Spherical harmonics bring 2-D into 3-D for imaging fusion implosions internal name

Spherical harmonics bring 2-D into 3-D for imaging fusion implosions lead image

Glimpsing conditions during the crucial stagnation phase of an inertial confinement fusion (ICF) implosion poses immense challenges: Forceful events in the salt grain-sized “hot spot” within a deuterium-tritium fuel target unfold in picoseconds, emitting neutrons, X-rays and gamma rays. These emissions traverse tens of meters, passing through micrometer-sized pinholes before registering on a detector. Gathered from very few lines of sight, the resulting data for reconstructing images are akin to using drinking straws to view a TV from the far end of a football field.

Petr Volegov and his colleagues have come up with a powerful method for rendering accurate 3-D images from a minimal number of 2-D projections. Reported in the Journal of Applied Physics, this method is a major stride toward tomographic imaging of neutron production and distribution of fuel density at maximum compression, key to understanding processes necessary for predicting ignition.
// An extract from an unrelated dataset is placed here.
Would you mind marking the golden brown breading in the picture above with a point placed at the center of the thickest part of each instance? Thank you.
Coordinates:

Results of tests using X-ray images collected at the OMEGA laser in Rochester, New York, and neutrons emitted during fusion experiments at the National Ignition Facility (NIF) in Livermore, California, confirm the utility of the image-reconstruction method, an application of spherical harmonics decomposition. In sets of experiments, the team demonstrated that their analysis technique can transform emissions gathered from only a few projection directions into the overall shape and size of the source.

Algorithms for reconstructing an emission source as the sum of spherical harmonics also will allow easier comparison between experimental measurements and models employed to unravel the complex physics of ICF. “Spherical harmonics are a widely used tool. They give us a common language that bridges experiment and theory,” said co-author Verena Geppert-Kleinrath.

Source: “Three-dimensional reconstruction of neutron, gamma-ray, and x-ray sources using spherical harmonic decomposition,” by P. L. Volegov, C. R. Danly, D. Fittinghoff, V. Geppert-Kleinrath, G. Grim, F. E. Merrill, and C. H. Wilde, Journal of Applied Physics (2017). The article can be accessed at https://doi.org/10.1063/1.4986652 .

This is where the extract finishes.